Neste ano, diversas regiões do país enfrentaram a pior estiagem dos últimos anos. Menos pasto, menos alimento para as vacas e maior a necessidade de complementar a comida do rebanho.
Por que o preço dos alimentos e da ração influencia o valor do leite? O engenheiro agrônomo da Federação dos Trabalhadores na Agricultura do Rio Grande do Sul Kaliton Prestes destaca ainda a alta no preço da ração, que é feita de milho, trigo e soja.
“É uma atividade que depende da produção agrícola e, neste período, foi produzido um milho com baixíssima qualidade. Tivemos lavouras de milho com perdas de até 100% em safra por causa da falta de chuvas.

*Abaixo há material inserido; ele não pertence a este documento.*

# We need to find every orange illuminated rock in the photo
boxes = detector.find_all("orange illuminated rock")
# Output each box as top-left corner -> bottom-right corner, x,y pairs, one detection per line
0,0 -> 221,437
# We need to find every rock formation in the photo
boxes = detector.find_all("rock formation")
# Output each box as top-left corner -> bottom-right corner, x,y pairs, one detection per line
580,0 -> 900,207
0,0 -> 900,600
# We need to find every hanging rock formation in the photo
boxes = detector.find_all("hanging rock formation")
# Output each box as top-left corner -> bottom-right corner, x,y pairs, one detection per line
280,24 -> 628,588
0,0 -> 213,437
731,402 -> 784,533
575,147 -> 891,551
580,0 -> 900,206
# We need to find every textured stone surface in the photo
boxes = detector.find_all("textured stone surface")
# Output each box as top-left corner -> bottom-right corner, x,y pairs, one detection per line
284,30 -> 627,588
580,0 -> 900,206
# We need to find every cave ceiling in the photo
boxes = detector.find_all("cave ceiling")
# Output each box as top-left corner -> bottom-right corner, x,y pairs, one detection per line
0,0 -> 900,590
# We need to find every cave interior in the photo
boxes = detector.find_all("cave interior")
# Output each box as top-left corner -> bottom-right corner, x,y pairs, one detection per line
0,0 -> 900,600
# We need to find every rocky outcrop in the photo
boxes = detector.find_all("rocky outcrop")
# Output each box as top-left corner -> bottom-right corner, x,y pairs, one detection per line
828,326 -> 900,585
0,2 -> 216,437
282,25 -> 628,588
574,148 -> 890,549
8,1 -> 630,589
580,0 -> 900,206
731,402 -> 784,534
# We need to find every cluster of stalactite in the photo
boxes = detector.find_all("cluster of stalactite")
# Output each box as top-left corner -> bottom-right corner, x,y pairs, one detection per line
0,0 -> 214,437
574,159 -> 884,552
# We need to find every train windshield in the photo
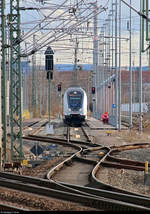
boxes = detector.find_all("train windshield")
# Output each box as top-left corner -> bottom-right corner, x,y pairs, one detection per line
68,91 -> 83,111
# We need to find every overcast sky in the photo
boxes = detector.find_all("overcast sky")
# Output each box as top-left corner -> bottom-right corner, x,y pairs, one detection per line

Os lotes produzidos foram de qualidade ruim, ou seja, com baixo valor nutricional, o que afeta o custo da ração.”
Os especialistas lembram ainda que a guerra da Rússia contra a Ucrânia, dois grandes exportadores de insumos agrícolas, prejudica a oferta de produtos que influenciam na cadeia produtiva do leite.
Fertilizantes também impactam no valor do leite: Os fertilizantes são usados nas plantações que fornecem insumos para ração. O engenheiro agrônomo diz que os preços dos fertilizantes triplicaram, o que também impactou a cadeia produtiva do leite. Prestes afirma que o custo de produção está entre 40% e 50% mais alto.

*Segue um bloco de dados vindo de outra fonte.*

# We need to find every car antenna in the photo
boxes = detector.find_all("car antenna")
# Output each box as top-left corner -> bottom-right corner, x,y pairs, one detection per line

Qual a relação do preço do diesel com o leite? O diesel é o principal combustível usado tanto nos manejos das propriedades leiteiras, quanto no transporte das fazendas para a indústria. Com o preço elevado, os valores gastos com o combustível acabam sendo repassados para leite e derivados, afirma João Paulo Rodrigues.
Há expectativa de alívio no bolso? De acordo com o zootecnista, a expectativa é de queda para o preço do leite com a chegada da primavera, além do recuo do valor do diesel, verificado recentemente.

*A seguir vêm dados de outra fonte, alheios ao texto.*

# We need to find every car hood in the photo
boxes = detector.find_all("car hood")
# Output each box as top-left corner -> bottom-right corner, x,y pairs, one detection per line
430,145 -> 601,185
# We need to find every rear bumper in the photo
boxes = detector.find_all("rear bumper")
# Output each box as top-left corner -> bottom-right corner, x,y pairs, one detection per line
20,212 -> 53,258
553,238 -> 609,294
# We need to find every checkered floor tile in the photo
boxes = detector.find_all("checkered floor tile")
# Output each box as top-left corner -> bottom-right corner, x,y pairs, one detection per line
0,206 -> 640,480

A tendência é que aumente a disponibilidade de pastagens para os animais e que a chegada da chuva resulte em maior oferta de leite no mercado, barateando os preços.
Também está havendo importação de produtos lácteos do Mercosul. A entrada de leite da Argentina e Uruguai não paga imposto, e isso aumenta a oferta, reduzindo os preços internos.
O governo poderia ter evitado a alta do leite? O professor da UFRRJ avalia que é necessário focar em políticas públicas aos produtores de leite para evitar os períodos de sazonalidade na produção e minimizar a desistência dos produtores na fabricação.
Segundo o professor, o número de produtores de leite no Brasil vem diminuindo pela dificuldade em obter bons níveis de rentabilidade face aos altos custos de produção.
Ele atribui parcialmente aos produtores a ausência de um planejamento apropriado para o enfrentamento da seca. Com planejamento, seria possível garantir alimentos para o gado o ano todo, evitando a queda na produção neste período.
Isso pode ser atenuado com políticas que estimulem o uso apropriado de tecnologias em diferentes regiões do país, afirma.
Prestes destaca a redução de verbas para os programas de incentivo à agricultura familiar, segmento responsável por mais da metade da produção de leite no país. Ele cita o Pronaf (Programa Nacional de Fortalecimento da Agricultura Familiar), que possibilita o financiamento nas atividades rurais.
Por que o leite é relevante? Além de ser um alimento importante na mesa do brasileiro e que compõe a cesta básica, o leite tem relevante papel na geração de empregos e renda no país que conta com um pouco mais de 1 milhão de propriedades produtoras.
No entanto, o setor está em alerta. O número de produtores vem se reduzindo ao longo dos últimos 25 anos e isso se explica pela curta margem de lucro por litro de leite e ausência de assistência técnica a pequenos produtores, o que tem impactado a cadeia produtiva.
No Rio Grande do Sul, por exemplo, que consome 40% do leite produzido e envia os outros 60% para demais estados, como SP e RJ, o número de famílias produtoras de leite diminuiu 52% desde 2015, disse Prestes.